Back to Datahub

Mssql Pre

metadata-ingestion/docs/sources/mssql/mssql_pre.md

1.5.0.35.1 KB
Original Source

Overview

The mssql module ingests metadata from Mssql into DataHub. It is intended for production ingestion workflows and module-specific capabilities are documented below.

:::info ODBC

Two source types are available:

  • mssql: Uses python-tds library (pure Python, easier to install)
  • mssql-odbc: Uses pyodbc library (required for encryption, Azure managed services)
  • If you need encryption (e.g., for Azure SQL), use source type mssql-odbc and configure uri_args with your ODBC driver settings. :::

Prerequisites

Requires specific privileges to ingest SQL Server Jobs and stored procedures.

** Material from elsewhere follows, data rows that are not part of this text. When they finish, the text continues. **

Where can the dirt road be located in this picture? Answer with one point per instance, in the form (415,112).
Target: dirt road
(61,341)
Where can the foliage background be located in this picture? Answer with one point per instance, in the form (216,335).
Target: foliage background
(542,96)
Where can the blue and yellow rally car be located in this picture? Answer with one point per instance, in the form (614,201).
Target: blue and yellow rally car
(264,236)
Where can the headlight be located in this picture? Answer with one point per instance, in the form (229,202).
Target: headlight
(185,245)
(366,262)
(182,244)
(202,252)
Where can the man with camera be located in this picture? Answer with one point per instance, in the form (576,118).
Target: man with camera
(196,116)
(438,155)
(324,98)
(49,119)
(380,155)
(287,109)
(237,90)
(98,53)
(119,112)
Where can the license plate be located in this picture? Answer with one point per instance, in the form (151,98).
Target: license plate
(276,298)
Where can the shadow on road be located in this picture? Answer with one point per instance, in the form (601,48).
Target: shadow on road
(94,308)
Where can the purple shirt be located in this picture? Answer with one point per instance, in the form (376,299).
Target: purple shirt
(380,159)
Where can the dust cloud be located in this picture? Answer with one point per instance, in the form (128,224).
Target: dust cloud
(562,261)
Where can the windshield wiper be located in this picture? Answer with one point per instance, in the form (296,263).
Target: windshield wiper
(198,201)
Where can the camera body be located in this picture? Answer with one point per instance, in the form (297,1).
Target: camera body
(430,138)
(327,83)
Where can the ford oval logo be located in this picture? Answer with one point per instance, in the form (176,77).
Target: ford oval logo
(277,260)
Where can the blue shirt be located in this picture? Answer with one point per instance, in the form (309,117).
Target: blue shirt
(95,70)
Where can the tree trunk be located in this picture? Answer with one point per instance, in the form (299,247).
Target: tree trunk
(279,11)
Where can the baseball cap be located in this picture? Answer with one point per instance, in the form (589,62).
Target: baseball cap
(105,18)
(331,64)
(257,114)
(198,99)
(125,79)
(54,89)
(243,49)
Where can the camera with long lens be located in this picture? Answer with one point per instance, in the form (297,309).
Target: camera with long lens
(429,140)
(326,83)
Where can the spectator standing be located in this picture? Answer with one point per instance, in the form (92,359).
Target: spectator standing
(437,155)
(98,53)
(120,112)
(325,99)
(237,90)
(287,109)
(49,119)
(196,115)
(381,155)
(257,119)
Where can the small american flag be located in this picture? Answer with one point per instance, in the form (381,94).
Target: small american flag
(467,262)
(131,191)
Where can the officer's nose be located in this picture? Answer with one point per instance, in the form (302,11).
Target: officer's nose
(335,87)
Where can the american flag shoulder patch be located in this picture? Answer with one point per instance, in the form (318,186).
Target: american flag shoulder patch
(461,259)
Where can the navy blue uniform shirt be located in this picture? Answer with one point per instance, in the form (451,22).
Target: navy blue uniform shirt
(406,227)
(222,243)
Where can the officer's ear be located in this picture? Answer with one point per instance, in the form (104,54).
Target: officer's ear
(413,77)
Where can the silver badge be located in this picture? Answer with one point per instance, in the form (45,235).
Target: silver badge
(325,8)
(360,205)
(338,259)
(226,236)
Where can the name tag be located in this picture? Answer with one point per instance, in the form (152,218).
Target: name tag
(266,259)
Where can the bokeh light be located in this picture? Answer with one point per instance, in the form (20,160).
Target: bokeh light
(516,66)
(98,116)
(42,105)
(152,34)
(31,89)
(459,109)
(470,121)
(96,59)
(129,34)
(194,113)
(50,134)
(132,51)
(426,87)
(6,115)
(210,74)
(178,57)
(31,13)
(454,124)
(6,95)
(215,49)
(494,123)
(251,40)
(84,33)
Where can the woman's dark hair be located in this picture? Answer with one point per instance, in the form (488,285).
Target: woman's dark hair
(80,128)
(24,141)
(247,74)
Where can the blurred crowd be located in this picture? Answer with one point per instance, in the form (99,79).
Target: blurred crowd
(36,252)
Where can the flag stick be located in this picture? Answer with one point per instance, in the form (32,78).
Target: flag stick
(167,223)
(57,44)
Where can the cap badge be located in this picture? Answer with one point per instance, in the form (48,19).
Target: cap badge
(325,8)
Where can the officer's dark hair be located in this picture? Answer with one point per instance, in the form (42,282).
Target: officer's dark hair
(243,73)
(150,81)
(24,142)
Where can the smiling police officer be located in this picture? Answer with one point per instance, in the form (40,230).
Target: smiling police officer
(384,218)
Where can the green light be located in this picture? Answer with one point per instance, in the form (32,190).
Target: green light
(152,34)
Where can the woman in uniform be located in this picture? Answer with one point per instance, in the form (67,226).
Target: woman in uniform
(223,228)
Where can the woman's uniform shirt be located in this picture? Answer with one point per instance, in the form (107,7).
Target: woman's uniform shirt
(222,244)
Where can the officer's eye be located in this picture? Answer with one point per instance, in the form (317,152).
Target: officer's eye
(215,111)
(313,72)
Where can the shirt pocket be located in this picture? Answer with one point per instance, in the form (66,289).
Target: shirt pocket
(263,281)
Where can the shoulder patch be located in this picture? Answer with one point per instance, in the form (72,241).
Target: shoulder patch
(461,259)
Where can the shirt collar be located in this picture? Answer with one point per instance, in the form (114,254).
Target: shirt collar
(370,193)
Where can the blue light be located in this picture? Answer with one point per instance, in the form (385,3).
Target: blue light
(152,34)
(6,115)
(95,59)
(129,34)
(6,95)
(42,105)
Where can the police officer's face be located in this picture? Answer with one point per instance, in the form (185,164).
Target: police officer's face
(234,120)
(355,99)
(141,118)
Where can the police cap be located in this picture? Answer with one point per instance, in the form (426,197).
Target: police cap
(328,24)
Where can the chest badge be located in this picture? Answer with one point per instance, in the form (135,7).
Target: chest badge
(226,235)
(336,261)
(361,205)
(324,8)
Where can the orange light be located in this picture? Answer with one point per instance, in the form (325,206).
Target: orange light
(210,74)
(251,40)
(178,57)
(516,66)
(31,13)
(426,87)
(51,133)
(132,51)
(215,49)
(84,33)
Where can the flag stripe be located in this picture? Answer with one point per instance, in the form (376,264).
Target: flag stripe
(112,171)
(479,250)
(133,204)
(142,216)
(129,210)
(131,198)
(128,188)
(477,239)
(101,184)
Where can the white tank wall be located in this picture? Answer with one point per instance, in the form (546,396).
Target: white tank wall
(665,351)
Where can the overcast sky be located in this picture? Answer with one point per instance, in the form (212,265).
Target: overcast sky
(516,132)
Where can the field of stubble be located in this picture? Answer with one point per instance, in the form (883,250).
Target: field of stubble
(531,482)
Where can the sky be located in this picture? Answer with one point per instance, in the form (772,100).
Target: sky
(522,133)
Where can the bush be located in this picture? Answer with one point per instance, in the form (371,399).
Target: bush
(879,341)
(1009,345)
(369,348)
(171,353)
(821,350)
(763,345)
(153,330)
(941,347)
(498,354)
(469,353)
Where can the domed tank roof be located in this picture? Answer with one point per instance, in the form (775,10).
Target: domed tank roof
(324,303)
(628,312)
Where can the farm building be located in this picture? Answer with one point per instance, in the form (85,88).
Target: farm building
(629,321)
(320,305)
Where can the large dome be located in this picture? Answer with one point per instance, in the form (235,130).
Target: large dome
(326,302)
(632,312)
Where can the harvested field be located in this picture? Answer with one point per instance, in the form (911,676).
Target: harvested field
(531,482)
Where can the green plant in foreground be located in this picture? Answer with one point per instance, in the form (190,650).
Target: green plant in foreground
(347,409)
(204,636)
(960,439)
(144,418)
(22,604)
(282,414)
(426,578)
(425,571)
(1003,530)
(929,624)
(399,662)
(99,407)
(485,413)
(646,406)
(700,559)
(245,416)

The connector automatically detects your environment and uses the optimal method:

  • RDS/Managed SQL Server: Stored procedures (recommended for managed environments)
  • On-premises SQL Server: Direct table access (typically faster)
  • Automatic fallback: Tries alternative method if primary fails

Permissions for All Environments

sql
-- Core permissions for stored procedures (required)
USE MSDB
GRANT SELECT ON OBJECT::msdb.dbo.sysjobsteps TO 'USERNAME'
GRANT SELECT ON OBJECT::msdb.dbo.sysjobs TO 'USERNAME'

-- Stored procedure permissions (required for RDS/managed environments)
GRANT EXECUTE ON msdb.dbo.sp_help_job TO 'USERNAME'
GRANT EXECUTE ON msdb.dbo.sp_help_jobstep TO 'USERNAME'

-- Permissions for stored procedure code and lineage
USE 'DATA_DB_NAME'
GRANT VIEW DEFINITION TO 'USERNAME'
GRANT SELECT ON OBJECT::sys.sql_expression_dependencies TO 'USERNAME'

RDS SQL Server Specific Notes

For Amazon RDS SQL Server environments, the stored procedure approach is preferred and typically the only method that works due to restricted table access. Ensure the following permissions are granted:

sql
-- Essential for RDS environments
GRANT EXECUTE ON msdb.dbo.sp_help_job TO 'USERNAME'
GRANT EXECUTE ON msdb.dbo.sp_help_jobstep TO 'USERNAME'

Production Recommendation: Explicitly set is_aws_rds: true in your configuration to avoid automatic detection issues:

yaml
source:
  type: mssql
  config:
    is_aws_rds: true # Recommended for RDS environments
    # ... other config

The connector automatically detects RDS environments by analyzing the server name (e.g., *.rds.amazonaws.com), but explicit configuration is more reliable and avoids potential false positives or negatives.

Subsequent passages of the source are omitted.